LONDON (Reuters) - British investors rattled by global trade tensions are holding equity exposure near four-month lows, a Reuters poll showed on Thursday, though they see emerging market assets as benefiting from dollar weakness.
Reuters’ latest monthly asset allocation poll of 15 UK-based investment managers was conducted between March 15-27, when U.S. President Donald Trump’s moves to impose tariffs on steel and aluminium imports, and on some imports from China, sent world stocks .MIWO00000PUS to six-week lows.
Investors are worried about tit-for-tat retaliatory measures from China and a deterioration in world trade that will crimp economic global.
“Nobody tends to win in a full blown trade war,” said Peter Lowman, chief investment officer at Investment Quorum.
The poll showed managers kept equity exposure steady at 51.3 percent and raised cash levels to 5.9 percent, the highest since July 2017.
They also sought diversification by raising their exposure to alternatives such as hedge funds and commodities to 15 percent of their global balanced portfolios, the highest in at least five years.
Trevor Greetham, head of multi-asset at Royal London Asset Management (RLAM), said equities had taken a battering since the “melt-up” at the turn of the year, but it was normal for markets to remain edgy for a month or two after such a sharp reversal.

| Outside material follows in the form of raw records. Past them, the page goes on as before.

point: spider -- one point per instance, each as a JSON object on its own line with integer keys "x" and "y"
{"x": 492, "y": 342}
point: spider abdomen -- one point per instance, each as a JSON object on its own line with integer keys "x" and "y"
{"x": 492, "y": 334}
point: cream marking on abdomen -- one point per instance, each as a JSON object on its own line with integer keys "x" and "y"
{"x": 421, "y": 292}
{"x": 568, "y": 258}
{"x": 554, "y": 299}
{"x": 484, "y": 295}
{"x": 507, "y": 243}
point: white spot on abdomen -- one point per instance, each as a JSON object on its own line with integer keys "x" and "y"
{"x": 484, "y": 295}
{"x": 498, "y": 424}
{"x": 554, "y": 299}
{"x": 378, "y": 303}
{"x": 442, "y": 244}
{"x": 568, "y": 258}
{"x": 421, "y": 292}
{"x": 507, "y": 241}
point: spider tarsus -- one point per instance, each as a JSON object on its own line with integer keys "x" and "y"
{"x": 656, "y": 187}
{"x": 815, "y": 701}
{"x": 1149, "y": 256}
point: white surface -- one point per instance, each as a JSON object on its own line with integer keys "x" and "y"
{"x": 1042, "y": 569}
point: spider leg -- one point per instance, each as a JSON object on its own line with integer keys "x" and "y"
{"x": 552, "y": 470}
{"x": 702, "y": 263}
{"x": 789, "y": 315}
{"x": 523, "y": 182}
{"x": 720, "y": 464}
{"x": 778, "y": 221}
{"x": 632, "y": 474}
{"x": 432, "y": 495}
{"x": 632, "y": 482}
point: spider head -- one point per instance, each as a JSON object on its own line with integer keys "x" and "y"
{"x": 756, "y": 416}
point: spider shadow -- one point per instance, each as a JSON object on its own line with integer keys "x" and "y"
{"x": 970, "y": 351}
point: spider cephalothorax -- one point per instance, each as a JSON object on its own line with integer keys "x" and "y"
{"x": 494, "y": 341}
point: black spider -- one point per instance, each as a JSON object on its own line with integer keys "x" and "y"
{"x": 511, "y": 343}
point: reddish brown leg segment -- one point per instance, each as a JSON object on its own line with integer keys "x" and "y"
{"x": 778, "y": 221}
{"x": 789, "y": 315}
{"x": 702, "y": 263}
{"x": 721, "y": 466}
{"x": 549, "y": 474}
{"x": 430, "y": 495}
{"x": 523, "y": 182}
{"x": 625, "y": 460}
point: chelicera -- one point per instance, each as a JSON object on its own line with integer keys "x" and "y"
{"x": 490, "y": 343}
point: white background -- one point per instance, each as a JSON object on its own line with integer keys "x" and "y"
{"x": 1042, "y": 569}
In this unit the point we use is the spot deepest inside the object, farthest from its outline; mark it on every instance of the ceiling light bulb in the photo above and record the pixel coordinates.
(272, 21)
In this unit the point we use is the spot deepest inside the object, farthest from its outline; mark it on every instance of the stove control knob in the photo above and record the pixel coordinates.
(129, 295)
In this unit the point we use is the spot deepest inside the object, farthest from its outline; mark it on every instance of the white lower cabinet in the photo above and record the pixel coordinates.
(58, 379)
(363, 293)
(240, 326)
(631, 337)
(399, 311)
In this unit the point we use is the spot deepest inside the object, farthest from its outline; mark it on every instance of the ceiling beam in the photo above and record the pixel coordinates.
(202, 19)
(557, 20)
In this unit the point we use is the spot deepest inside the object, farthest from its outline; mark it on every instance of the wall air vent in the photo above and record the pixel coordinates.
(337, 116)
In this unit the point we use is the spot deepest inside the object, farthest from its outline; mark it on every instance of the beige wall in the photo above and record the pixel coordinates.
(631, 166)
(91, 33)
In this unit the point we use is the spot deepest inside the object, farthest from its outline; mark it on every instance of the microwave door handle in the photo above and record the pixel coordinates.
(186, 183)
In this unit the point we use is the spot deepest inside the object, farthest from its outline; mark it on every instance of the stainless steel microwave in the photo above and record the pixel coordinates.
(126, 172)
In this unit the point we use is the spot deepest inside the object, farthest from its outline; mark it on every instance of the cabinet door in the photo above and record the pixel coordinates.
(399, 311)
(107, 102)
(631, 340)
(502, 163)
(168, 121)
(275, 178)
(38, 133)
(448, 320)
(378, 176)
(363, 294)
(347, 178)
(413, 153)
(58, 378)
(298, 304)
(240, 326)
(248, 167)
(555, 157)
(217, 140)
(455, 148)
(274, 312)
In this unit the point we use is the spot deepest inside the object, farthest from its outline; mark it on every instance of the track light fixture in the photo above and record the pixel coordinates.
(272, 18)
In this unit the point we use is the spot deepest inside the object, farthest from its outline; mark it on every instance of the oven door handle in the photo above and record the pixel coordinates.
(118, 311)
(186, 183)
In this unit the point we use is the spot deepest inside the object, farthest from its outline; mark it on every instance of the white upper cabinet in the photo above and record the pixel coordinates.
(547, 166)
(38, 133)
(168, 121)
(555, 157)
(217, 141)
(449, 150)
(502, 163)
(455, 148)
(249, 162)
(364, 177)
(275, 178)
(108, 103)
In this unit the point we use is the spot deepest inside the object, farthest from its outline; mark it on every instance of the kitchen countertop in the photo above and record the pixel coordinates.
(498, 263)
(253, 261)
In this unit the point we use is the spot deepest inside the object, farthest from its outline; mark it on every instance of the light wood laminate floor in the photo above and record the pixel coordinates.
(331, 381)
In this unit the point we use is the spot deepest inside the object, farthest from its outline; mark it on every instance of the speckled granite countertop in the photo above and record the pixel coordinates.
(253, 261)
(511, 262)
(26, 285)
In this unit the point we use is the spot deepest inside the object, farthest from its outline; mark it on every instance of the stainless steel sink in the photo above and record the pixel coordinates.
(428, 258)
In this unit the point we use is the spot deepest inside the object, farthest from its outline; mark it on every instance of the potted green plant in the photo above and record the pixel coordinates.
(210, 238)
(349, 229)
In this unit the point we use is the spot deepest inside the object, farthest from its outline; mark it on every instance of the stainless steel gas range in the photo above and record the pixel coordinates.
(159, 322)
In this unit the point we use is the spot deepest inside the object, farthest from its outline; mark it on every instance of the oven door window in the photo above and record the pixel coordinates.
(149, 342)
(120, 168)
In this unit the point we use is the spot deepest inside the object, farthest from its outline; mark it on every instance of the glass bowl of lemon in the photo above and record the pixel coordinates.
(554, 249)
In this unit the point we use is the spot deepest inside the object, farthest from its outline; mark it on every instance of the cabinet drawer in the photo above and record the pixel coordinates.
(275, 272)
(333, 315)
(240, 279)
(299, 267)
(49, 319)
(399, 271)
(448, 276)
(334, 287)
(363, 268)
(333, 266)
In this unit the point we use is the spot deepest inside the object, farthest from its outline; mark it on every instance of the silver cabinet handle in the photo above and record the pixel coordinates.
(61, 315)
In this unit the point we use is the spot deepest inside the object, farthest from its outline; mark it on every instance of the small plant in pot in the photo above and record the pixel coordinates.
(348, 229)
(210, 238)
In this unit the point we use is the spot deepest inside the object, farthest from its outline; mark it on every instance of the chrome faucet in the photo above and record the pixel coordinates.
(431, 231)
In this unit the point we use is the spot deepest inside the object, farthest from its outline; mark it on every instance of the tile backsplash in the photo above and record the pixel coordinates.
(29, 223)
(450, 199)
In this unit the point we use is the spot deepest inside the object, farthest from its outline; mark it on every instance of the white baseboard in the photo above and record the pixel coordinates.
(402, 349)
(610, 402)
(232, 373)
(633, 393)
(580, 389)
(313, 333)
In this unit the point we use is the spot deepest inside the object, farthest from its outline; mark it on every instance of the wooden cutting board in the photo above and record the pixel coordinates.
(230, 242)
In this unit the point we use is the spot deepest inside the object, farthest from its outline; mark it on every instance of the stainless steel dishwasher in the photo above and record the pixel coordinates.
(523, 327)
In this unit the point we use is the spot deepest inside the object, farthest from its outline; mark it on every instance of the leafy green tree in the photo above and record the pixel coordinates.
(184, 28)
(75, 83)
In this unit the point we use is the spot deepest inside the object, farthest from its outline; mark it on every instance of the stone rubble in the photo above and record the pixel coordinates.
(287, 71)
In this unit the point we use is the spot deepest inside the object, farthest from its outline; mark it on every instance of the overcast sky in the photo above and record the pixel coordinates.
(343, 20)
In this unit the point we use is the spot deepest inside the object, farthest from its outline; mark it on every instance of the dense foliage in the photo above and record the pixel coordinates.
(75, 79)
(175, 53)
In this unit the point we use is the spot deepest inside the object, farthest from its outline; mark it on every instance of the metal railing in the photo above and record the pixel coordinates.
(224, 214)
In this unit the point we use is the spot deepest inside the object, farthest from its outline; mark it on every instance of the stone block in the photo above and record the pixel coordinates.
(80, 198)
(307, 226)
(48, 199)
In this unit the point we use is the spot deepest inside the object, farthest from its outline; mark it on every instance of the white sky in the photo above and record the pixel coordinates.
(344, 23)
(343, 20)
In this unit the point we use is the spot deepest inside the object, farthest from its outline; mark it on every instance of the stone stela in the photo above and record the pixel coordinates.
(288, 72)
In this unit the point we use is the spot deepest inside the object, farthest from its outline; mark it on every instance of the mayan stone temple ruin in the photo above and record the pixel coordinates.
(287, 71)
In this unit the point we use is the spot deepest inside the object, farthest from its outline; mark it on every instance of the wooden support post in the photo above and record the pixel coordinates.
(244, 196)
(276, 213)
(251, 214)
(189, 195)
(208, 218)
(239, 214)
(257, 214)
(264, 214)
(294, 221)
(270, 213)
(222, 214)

He has been adding to equity holdings, and sees the best opportunities in growth-sensitive emerging markets and Japan.
UK funds’ exposure to emerging stocks was steady at around 22.4 percent, while Japanese equities rose to 11 percent of global equity portfolios, the highest since August 2016.
“Although growth is set to slow in China after a strong 2017, emerging economies should benefit from strong global demand and some dollar weakness,” said Mouhammed Choukeir, chief investment officer at Kleinwort Hambros.
MSCI’s benchmark emerging equities index .MSCIEF is set to end March down around 2.4 percent, compared with a loss of 3.3 percent for world stocks.
Investors also raised their emerging market bonds allocation by 1.5 percentage points to 24.4 percent of their global bond portfolios.
Poll participants who answered a question on the outlook for the U.S. dollar were divided as to whether it would strengthen or weaken in the event of a major trade war, with 50 percent opting for weaken, while a third were undecided.
The dollar .DXY hit a five-week low against a basket of six other major currencies in March.
Michael Ingram, chief market strategist at WHIreland Wealth Management, was one of those who plumped for weaken.
“Although the U.S. is a relatively closed economy, to the extent that this global trade war is a consequence of a U.S. policy decision, it is likely that a further risk premium will be required to hold U.S. dollar assets,” he said.
Elsewhere, investors trimmed euro zone equity holdings by 1.2 percentage points to 16 percent, but some 88 percent of poll respondents who answered a special question did not think euro zone growth had peaked, despite lacklustre data.
“We think euro zone economic growth is rolling over from very high levels at the moment but this is unlikely to be the peak just yet as long as global growth remains strong,” said RLAM’s Greetham.
“Moreover, monetary policy is still very loose and with inflationary pressure, especially wages, still muted, the ECB is unlikely to tighten policy aggressively,” he added.